- Founded: 1978; 48 years ago
- Headquarters: Frankfurt am Main, Germany
- Newspaper: Rāh-e Kārgar
- Ideology: Communism Marxism-Leninism
- Political position: Far-left
- National affiliation: Cooperation Council of Left and Communist Parties

Website
- rahkargar.com

= Worker's Way =

The Labourer's Creed (راه کارگر) is an Iranian Marxist-Leninist political organization formed in 1978, by former affiliates of other leftist groups. It is currently exiled in Germany.

This Organization firstly established with the name Labourer’s Creed (راه کارگر) in 1979, but in 1982 changed its name to Organization of Revolutionary Workers of Iran – The Labourer’s Creed (O.R.W.I; سازمان کارگران انقلابی ايران – راه کارگر). However, it has once again used its previous name, Labourer’s Creed (راه کارگر) since 2008, because of the occurrence of a split in the organization in 2008 and separation of a group of members who called themselves the Executive Board of the Revolutionary Workers Organization of Iran (Rāh-e Kārgar).

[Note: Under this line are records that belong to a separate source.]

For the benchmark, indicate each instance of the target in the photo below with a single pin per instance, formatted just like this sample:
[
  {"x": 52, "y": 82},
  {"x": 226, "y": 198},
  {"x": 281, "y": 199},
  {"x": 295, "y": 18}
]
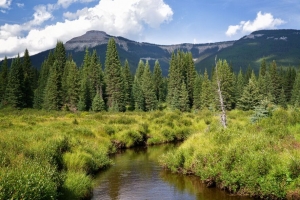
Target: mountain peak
[{"x": 89, "y": 40}]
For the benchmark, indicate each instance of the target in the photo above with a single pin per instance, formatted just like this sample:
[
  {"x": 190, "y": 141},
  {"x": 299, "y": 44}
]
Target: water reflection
[{"x": 137, "y": 175}]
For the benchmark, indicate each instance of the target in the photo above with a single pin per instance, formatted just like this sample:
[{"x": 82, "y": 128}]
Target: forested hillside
[{"x": 62, "y": 85}]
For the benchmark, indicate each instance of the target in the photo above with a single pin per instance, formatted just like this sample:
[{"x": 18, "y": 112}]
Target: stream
[{"x": 137, "y": 175}]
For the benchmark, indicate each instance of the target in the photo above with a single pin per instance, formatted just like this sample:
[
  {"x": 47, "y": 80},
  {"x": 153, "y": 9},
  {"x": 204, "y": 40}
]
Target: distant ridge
[{"x": 283, "y": 46}]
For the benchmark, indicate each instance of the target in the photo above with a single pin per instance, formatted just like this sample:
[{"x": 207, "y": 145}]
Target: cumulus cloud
[
  {"x": 116, "y": 17},
  {"x": 262, "y": 21},
  {"x": 40, "y": 15},
  {"x": 20, "y": 5},
  {"x": 67, "y": 3},
  {"x": 5, "y": 3}
]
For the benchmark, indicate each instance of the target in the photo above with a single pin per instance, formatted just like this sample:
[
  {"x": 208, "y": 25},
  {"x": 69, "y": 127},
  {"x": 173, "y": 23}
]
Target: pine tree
[
  {"x": 28, "y": 93},
  {"x": 282, "y": 99},
  {"x": 95, "y": 74},
  {"x": 72, "y": 85},
  {"x": 98, "y": 104},
  {"x": 226, "y": 83},
  {"x": 197, "y": 92},
  {"x": 52, "y": 98},
  {"x": 128, "y": 82},
  {"x": 42, "y": 81},
  {"x": 176, "y": 76},
  {"x": 137, "y": 93},
  {"x": 206, "y": 92},
  {"x": 158, "y": 82},
  {"x": 14, "y": 91},
  {"x": 113, "y": 77},
  {"x": 85, "y": 98},
  {"x": 148, "y": 89},
  {"x": 184, "y": 99},
  {"x": 275, "y": 82},
  {"x": 295, "y": 99},
  {"x": 240, "y": 83},
  {"x": 4, "y": 72},
  {"x": 250, "y": 97},
  {"x": 190, "y": 76}
]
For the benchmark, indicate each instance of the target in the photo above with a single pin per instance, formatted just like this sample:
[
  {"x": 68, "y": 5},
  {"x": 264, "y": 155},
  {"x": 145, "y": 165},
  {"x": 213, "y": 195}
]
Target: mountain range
[{"x": 283, "y": 46}]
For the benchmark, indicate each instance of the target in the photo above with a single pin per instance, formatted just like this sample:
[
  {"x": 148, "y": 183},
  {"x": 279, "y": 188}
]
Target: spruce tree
[
  {"x": 158, "y": 82},
  {"x": 85, "y": 99},
  {"x": 207, "y": 93},
  {"x": 52, "y": 97},
  {"x": 226, "y": 84},
  {"x": 137, "y": 93},
  {"x": 113, "y": 77},
  {"x": 282, "y": 99},
  {"x": 295, "y": 99},
  {"x": 14, "y": 90},
  {"x": 184, "y": 98},
  {"x": 128, "y": 82},
  {"x": 42, "y": 81},
  {"x": 148, "y": 89},
  {"x": 275, "y": 82},
  {"x": 190, "y": 76},
  {"x": 95, "y": 74},
  {"x": 72, "y": 85},
  {"x": 250, "y": 97},
  {"x": 240, "y": 83},
  {"x": 197, "y": 92},
  {"x": 176, "y": 76},
  {"x": 98, "y": 104},
  {"x": 4, "y": 72},
  {"x": 28, "y": 93}
]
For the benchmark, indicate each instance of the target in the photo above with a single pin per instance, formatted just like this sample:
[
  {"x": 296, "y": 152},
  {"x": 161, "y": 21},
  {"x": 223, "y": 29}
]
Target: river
[{"x": 137, "y": 175}]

The organization was critical of other leftist groups, including Tudeh Party, factions of People's Fedai Guerrillas and Peykar. However, it did not have a broad power base like its leftist rivals.

It considered the post-revolution establishment a "fascist" regime while respecting the clergy for its ability to mobilize the masses. In 1981, some of the leading members were executed, including Ali-Reza Shokouhi, Hossein Qazi, and Mahdi Khosroshahi.